Finn
- [... De botte.]
Avachi sur un siège, l'Irlandais contemple la foule de badauds que l'hiver a sorti de leurs misérables chaumières. En cette matinée de décembre, la quiétude de la grande salle est troublée par un attroupement de plaignants venus réclamer audience au château. Peu à peu, l'ennui gagne le Chevalier, et le coude posé, son menton aux poils hirsutes s'écrase avec une grande lassitude dans sa paume. Il n'entend que jérémiades sur jérémiades. Quand c'est pas le climat qui met le feu aux fourches, c'est une vieille bonne femme venu s'inquiéter que ses poules lui pondent des ufs carrés... Sorcellerie ! Il l'aurait bien fait flamber celle-là. L'Altesse trônant à ses côtés et présidant l'interminable séance de doléances s'attire toute son admiration. Elle n'a même pas l'air de vouloir flancher quand lui menace à tout instant de rejoindre le pays des songes. Des années de pratique, sans doute. Si ça ne tenait qu'à lui, la mortalité de la presqu'île chuterait après chaque session du genre.

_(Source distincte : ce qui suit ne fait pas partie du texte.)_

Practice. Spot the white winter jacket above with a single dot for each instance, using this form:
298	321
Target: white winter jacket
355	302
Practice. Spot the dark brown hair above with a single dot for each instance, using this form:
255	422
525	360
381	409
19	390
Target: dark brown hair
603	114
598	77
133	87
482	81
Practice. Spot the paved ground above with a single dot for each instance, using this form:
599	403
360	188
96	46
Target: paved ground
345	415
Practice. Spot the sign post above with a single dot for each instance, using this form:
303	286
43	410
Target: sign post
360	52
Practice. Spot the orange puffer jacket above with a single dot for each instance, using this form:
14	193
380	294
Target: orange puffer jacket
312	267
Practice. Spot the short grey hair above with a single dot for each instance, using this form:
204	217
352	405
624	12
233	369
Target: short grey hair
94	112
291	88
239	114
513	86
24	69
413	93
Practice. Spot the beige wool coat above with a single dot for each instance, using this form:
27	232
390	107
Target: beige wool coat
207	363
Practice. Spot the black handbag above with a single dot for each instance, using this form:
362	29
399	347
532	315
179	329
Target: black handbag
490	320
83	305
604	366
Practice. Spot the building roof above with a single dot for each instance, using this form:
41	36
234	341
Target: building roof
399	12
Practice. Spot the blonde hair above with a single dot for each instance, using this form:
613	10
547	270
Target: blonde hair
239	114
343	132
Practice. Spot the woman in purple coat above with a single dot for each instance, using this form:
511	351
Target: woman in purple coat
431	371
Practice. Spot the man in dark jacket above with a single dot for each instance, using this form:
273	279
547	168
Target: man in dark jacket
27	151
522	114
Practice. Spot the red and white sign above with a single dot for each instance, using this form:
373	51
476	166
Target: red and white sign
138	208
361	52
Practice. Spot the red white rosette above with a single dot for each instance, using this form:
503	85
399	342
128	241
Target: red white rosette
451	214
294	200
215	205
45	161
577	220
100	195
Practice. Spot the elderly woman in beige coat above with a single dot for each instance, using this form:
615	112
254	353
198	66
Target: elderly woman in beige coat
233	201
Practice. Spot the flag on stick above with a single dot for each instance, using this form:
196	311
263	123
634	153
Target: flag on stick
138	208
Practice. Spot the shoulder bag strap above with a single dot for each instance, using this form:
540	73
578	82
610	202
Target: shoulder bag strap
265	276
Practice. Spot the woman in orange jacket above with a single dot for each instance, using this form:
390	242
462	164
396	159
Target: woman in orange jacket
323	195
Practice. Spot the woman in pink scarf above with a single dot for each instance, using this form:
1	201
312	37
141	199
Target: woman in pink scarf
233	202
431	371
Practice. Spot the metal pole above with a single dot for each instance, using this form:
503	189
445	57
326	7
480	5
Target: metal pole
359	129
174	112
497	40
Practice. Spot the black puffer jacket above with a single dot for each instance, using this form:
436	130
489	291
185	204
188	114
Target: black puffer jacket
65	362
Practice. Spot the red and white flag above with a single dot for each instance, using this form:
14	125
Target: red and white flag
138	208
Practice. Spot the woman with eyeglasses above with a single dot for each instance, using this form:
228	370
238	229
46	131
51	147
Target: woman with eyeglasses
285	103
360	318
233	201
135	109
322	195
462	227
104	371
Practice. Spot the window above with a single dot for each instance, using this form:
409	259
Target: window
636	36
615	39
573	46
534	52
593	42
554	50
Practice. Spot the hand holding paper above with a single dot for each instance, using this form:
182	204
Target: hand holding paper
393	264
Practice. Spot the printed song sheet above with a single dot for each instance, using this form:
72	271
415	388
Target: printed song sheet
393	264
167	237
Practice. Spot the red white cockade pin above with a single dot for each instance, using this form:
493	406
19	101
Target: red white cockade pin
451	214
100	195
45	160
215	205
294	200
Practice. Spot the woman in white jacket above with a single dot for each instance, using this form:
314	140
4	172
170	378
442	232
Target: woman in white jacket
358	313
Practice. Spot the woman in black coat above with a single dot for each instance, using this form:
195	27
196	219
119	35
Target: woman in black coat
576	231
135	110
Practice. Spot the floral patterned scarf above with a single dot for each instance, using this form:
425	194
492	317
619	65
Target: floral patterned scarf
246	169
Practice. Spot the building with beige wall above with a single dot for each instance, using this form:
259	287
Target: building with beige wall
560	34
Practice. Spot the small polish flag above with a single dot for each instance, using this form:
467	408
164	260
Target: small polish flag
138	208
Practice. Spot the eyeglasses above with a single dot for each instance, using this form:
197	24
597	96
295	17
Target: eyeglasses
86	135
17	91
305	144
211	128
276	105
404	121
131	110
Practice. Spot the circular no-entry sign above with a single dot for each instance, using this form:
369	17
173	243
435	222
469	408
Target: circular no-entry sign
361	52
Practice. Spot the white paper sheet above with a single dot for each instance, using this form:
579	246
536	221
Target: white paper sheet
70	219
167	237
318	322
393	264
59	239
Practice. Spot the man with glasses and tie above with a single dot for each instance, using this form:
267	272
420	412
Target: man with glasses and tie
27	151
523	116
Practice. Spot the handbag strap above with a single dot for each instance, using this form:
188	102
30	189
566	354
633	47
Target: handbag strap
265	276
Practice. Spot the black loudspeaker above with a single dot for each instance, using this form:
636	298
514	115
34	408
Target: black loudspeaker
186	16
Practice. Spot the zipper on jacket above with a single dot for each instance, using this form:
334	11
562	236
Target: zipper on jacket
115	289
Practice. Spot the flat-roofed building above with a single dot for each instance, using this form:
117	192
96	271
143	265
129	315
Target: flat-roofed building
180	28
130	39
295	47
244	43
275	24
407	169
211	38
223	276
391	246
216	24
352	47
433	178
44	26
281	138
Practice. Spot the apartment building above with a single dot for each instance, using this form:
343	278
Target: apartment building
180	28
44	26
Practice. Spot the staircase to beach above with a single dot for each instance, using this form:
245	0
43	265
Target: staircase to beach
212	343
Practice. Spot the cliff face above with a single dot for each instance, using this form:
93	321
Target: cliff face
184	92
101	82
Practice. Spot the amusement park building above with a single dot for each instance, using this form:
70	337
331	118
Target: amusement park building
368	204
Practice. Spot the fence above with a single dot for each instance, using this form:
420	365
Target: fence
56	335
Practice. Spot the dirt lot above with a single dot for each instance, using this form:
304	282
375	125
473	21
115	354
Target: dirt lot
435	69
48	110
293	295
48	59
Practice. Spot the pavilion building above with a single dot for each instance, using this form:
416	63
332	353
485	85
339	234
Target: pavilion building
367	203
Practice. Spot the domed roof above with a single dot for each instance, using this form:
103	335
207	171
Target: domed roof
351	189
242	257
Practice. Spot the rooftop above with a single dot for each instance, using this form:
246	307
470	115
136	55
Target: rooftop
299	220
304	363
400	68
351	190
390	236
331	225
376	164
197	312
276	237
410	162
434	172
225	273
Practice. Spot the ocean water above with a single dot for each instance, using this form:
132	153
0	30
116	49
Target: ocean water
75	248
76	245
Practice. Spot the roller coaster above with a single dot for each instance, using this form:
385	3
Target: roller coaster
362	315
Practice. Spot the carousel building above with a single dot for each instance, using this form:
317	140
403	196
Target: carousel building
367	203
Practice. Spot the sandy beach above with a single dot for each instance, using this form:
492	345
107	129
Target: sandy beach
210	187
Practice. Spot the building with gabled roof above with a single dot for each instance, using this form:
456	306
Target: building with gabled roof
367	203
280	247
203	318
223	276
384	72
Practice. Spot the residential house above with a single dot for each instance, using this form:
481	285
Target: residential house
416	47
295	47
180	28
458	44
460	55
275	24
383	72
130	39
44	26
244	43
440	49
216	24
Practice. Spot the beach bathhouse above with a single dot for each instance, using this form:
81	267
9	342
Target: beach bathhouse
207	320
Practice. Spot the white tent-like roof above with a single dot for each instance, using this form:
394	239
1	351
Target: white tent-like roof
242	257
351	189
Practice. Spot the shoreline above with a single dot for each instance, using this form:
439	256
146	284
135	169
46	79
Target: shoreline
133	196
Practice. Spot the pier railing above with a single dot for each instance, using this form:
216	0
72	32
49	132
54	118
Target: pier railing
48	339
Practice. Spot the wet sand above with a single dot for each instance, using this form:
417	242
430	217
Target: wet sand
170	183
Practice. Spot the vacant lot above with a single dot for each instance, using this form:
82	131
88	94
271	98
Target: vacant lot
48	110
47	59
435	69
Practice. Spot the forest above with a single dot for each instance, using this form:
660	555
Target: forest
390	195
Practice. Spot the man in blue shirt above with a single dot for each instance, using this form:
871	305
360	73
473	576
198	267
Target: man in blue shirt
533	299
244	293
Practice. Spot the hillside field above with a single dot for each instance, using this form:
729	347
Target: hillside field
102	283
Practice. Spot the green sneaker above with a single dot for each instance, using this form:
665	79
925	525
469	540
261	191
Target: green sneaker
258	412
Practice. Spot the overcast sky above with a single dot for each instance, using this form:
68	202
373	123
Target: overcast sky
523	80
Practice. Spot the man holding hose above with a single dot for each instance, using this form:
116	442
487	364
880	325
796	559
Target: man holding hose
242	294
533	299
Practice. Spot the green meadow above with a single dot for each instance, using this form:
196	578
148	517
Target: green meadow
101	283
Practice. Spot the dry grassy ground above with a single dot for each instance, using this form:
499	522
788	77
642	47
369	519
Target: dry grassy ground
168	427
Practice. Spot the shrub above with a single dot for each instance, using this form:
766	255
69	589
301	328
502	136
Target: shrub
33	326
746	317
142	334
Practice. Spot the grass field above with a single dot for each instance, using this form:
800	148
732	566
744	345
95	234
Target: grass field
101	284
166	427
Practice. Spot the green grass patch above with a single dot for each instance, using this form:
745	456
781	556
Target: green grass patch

Au bout d'un moment qui fut long, n'y tenant plus, il se penche à l'oreille de sa suzeraine :
- « Excusez-moi, je reviens. »
Et de s'éclipser sans demander son reste.
- [Plus tard, dans la file d'attente.]
Ça bouscule, ça chahute. L'envers du décor n'est pas bien reluisant. Mais l'idée lui est apparue en allant pisser dans la cour : pourquoi pas lui ? Le Gaélique a eu tout le temps d'étudier le système : il suffit d'attendre son tour pour se faire exaucer. Alors pourquoi pas lui, hein ?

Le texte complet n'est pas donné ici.